To run only some test files with some config:

bash make check-arbitrary-base CONFIGS=CitusSingleNodeClusterConfig EXTRA_TESTS=dropped_columns_1

To get a deterministic run, you can give the random's seed:

bash make check-arbitrary-configs parallel=4 seed=12312

The seed will be in the output of the run.

General Info

In our regular regression tests, we can see all the details about either planning or execution but this means we need to run the same query under different configs/cluster setups again and again, which is not really maintanable.

When we don't care about the internals of how planning/execution is done but the correctness, especially with different configs this infrastructure can be used.

With check-arbitrary-configs target, the following happens:

  • a bunch of configs are loaded, which are defined in config.py. These configs have different settings such as different shard count, different citus settings, postgres settings, worker amount, or different metadata.
  • For each config, a separate data directory is created for tests in tmp_citus_test with the config's name.
  • For each config, create_schedule is run on the coordinator to setup the necessary tables.
  • For each config, sql_schedule is run. sql_schedule is run on the coordinator if it is a non-mx cluster. And if it is mx, it is either run on the coordinator or a random worker.
  • Tests results are checked if they match with the expected.

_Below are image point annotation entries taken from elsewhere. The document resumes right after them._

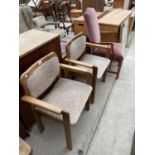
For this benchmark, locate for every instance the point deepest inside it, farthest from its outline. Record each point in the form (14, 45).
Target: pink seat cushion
(118, 50)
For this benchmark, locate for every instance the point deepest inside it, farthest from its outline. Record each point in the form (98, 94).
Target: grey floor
(107, 129)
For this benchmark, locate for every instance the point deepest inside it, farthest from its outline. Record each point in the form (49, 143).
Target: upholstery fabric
(36, 4)
(118, 50)
(27, 14)
(77, 47)
(70, 95)
(43, 77)
(101, 63)
(92, 27)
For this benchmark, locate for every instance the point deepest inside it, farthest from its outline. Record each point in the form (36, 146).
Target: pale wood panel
(34, 39)
(115, 17)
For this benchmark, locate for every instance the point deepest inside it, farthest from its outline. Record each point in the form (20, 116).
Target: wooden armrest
(96, 45)
(51, 23)
(75, 69)
(79, 63)
(41, 104)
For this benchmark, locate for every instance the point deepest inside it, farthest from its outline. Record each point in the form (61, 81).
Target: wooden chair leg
(104, 75)
(38, 121)
(95, 70)
(119, 68)
(67, 128)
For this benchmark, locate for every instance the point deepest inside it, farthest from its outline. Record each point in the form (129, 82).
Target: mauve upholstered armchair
(53, 96)
(116, 53)
(77, 55)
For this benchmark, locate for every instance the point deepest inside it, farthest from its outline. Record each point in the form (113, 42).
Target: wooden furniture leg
(94, 83)
(67, 128)
(38, 121)
(118, 71)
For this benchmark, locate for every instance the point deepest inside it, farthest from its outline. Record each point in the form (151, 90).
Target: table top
(81, 18)
(115, 17)
(33, 39)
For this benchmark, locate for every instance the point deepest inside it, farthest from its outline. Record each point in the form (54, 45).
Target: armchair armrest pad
(42, 104)
(79, 63)
(75, 69)
(97, 45)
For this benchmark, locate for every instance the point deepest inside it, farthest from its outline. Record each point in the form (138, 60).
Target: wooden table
(78, 23)
(33, 45)
(113, 25)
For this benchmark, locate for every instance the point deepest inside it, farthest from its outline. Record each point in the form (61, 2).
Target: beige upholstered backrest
(40, 75)
(76, 46)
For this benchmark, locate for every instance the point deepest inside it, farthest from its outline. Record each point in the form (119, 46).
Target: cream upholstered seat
(73, 100)
(76, 50)
(51, 96)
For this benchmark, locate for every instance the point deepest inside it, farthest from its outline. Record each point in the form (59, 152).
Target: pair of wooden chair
(51, 92)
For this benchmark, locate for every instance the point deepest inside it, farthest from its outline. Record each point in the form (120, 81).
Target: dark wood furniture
(34, 44)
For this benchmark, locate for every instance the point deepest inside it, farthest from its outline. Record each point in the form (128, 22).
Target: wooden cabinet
(113, 25)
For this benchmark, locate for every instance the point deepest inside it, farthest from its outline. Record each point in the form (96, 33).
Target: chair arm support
(76, 62)
(41, 104)
(51, 23)
(75, 69)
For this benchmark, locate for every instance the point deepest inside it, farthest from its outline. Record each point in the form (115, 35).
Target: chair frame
(51, 107)
(78, 62)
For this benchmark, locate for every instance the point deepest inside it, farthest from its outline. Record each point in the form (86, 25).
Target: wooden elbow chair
(55, 97)
(94, 36)
(76, 55)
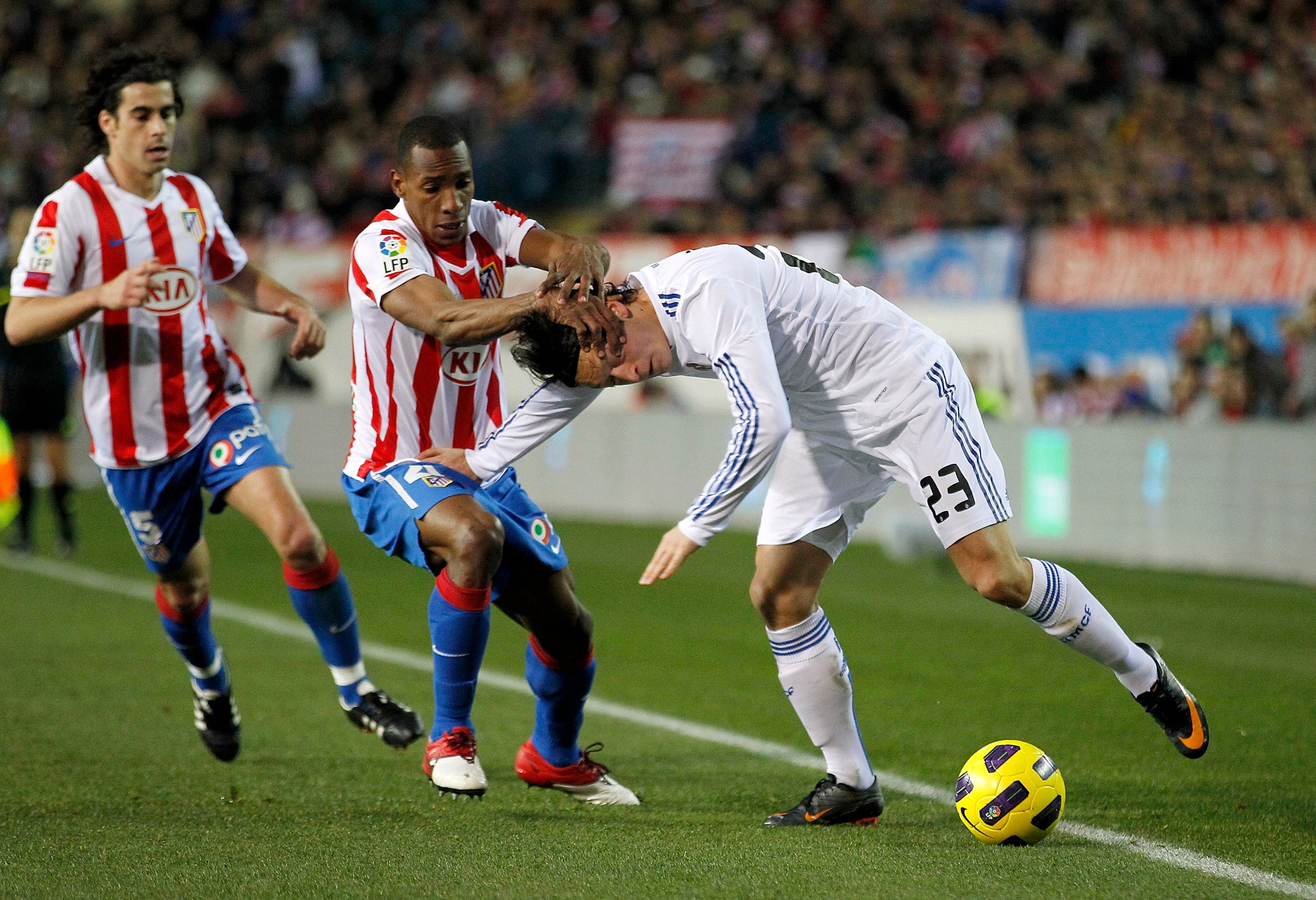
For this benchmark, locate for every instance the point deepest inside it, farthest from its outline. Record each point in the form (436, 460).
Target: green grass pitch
(106, 790)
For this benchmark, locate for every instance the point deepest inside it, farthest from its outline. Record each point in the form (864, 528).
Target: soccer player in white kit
(120, 258)
(847, 395)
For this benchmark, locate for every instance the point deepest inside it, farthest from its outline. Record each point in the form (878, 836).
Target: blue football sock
(191, 636)
(560, 694)
(458, 632)
(323, 599)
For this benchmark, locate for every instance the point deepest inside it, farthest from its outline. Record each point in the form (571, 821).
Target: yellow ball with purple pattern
(1010, 792)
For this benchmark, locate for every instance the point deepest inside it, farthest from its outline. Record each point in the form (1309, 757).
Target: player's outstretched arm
(429, 306)
(39, 319)
(260, 293)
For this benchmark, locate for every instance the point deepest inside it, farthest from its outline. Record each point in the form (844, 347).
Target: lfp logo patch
(391, 244)
(222, 452)
(541, 531)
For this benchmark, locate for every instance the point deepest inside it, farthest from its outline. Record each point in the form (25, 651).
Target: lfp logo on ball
(393, 247)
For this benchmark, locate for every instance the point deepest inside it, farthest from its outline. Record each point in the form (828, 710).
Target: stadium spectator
(848, 114)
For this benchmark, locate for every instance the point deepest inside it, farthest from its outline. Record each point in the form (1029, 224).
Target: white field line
(1166, 853)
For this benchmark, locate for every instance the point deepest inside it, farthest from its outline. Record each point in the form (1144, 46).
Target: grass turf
(107, 790)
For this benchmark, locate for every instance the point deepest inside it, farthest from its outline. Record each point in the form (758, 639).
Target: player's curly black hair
(112, 74)
(547, 349)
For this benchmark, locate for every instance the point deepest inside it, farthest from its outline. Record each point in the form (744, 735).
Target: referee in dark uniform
(35, 382)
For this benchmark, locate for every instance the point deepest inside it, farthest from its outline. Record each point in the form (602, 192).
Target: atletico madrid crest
(195, 224)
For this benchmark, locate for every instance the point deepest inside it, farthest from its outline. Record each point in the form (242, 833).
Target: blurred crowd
(878, 115)
(1220, 374)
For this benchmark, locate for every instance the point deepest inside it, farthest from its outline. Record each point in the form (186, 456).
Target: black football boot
(831, 803)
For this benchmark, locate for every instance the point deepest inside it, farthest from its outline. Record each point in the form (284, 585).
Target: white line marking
(1166, 853)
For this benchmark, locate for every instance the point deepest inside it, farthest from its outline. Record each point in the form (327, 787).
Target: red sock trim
(177, 615)
(468, 599)
(314, 579)
(560, 665)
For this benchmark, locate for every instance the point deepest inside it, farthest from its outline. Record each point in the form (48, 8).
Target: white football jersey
(795, 345)
(408, 391)
(156, 377)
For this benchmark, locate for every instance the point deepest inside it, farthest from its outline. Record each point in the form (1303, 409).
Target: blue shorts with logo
(387, 504)
(162, 504)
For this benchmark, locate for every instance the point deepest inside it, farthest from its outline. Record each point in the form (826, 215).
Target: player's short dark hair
(428, 132)
(547, 349)
(112, 74)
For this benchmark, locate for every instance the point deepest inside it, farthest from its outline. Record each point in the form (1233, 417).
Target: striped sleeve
(52, 251)
(727, 323)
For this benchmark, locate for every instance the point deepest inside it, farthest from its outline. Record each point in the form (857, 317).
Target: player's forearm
(466, 323)
(40, 319)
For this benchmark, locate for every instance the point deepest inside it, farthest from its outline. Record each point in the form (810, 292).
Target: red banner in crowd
(1202, 265)
(668, 158)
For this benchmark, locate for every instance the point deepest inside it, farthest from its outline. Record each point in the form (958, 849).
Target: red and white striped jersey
(408, 391)
(154, 378)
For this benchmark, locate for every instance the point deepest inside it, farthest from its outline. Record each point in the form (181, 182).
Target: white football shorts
(939, 450)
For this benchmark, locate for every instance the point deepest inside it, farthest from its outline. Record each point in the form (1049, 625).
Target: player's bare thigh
(462, 536)
(187, 586)
(268, 498)
(989, 563)
(787, 578)
(545, 604)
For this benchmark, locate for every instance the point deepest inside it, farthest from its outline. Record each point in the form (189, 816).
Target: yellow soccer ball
(1010, 792)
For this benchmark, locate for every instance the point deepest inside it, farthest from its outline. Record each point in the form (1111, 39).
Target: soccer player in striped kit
(122, 258)
(428, 307)
(845, 395)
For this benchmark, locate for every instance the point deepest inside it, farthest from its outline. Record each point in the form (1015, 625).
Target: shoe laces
(587, 762)
(458, 742)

When tests results don't match, you can see the regression diffs in a config's datadir, such as tmp_citus_tests/dataCitusSingleNodeClusterConfig.

We also have a PostgresConfig which runs all the test suite with Postgres. By default configs use regular user, but we have a config to run as a superuser as well.

So the infrastructure tests:

  • Postgres vs Citus
  • Mx vs Non-Mx
  • Superuser vs regular user
  • Arbitrary Citus configs

Adding a new test

When you want to add a new test, you can add the create statements to create_schedule and add the sql queries to sql_schedule. If you are adding Citus UDFs that should be a NO-OP for Postgres, make sure to override the UDFs in postgres.sql.

If the test needs to be skipped in some configs, you can do that by adding the test names in the skip_tests array for each config. The test files associated with the skipped test will be set to empty so the test will pass without the actual test being run.

Adding a new config

You can add your new config to config.py. Make sure to extend either CitusDefaultClusterConfig or CitusMXBaseClusterConfig.

Debugging failures

On the CI, upon a failure, all logfiles will be uploaded as artifacts, so you can check the artifacts tab. All the regressions will be shown as part of the job on CI.

In your local, you can check the regression diffs in config's datadirs as in tmp_citus_tests/dataCitusSingleNodeClusterConfig.